Trent E. Balius
tbalius at aol.com
Thu Aug 10 15:40:37 PDT 2017
I assume that you have a structure of the receptor. Is that right?
(1) Identify the site where you believe that the molecule binds.
(2) select a central residue and save just that residue as a mol2 (alternatively you could calculate center of mass of a bunch of residues).
(3) find the spheres that are close to that residue.
Follow the following tutorial.
Use the central residue file instead of the ligand file.
>> sphere_selector rec.sph ../01.dockprep/central_res.mol2 6.0
You could use the GRID based footprint scoring function:
Here are some useful parameter:
multigrid_score_weights_text [no] (yes no):
#Flag for providing a textfile as input for the reference footprint.
multigrid_score_footprint_text [reference.txt] ():
#Name of the reference footprint input text file.
Set these parameters as follows:
You will need to define the strength of the interaction by hand.
I am also sending this to dock-fans mailing list.
I hope that this helps,
Trent E. Balius, PhD
Postdoc, Shoichet Lab,
Dept.

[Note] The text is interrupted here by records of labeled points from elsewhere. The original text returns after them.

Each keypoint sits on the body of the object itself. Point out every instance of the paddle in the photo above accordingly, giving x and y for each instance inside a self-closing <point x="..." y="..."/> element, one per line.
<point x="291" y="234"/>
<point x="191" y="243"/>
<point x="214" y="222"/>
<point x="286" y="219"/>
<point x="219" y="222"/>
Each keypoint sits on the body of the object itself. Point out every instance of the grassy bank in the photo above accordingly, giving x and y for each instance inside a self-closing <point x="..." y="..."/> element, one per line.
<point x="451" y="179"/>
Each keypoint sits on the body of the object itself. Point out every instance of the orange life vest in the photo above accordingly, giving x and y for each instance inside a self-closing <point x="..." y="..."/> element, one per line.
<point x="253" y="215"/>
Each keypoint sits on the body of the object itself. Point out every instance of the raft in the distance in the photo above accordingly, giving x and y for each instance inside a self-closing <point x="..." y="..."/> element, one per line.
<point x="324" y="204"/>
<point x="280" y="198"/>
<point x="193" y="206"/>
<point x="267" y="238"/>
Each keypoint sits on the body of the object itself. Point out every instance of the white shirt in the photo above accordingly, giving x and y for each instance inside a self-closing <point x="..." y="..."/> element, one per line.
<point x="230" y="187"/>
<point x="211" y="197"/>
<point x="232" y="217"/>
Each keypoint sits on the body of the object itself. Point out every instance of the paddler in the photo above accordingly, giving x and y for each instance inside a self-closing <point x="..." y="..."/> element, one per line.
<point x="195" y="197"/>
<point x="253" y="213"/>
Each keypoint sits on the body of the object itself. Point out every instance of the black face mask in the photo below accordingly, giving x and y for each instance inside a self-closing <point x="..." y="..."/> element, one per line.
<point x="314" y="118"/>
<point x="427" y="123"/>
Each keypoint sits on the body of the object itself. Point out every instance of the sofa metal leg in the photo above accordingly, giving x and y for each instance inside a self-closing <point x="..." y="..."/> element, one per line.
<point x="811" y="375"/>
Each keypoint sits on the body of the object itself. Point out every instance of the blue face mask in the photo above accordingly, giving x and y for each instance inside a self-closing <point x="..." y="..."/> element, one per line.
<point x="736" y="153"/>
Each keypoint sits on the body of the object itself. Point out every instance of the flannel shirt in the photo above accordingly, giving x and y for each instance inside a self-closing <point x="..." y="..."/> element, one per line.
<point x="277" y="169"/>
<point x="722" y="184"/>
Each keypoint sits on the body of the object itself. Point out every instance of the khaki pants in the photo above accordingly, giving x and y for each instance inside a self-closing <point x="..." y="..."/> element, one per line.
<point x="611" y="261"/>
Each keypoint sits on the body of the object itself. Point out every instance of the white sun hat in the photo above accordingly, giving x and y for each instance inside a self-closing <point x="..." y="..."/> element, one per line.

Pharm. Chem., UCSF
Phone: (415) 514-4253
From: hom <hom at nmr.umaryland.edu>
To: Trent E. Balius <tbalius at aol.com>
Sent: Thu, Aug 10, 2017 12:21 pm
I am wondering if you could point me to find a protocol for docking of
small molecules to protein, without a crystal structure of the
complex, but by using NMR data as a guide to define the binding
interaction. I have chemical shift perturbation data for the protein upon
binding to compound x and saturation-transfer data on compound x when
bound to the protein. We have a series of related compounds, and want to
see if we could use dock (perhaps making use of the footprint scoring?) to
help with drug design. Thank you in advance.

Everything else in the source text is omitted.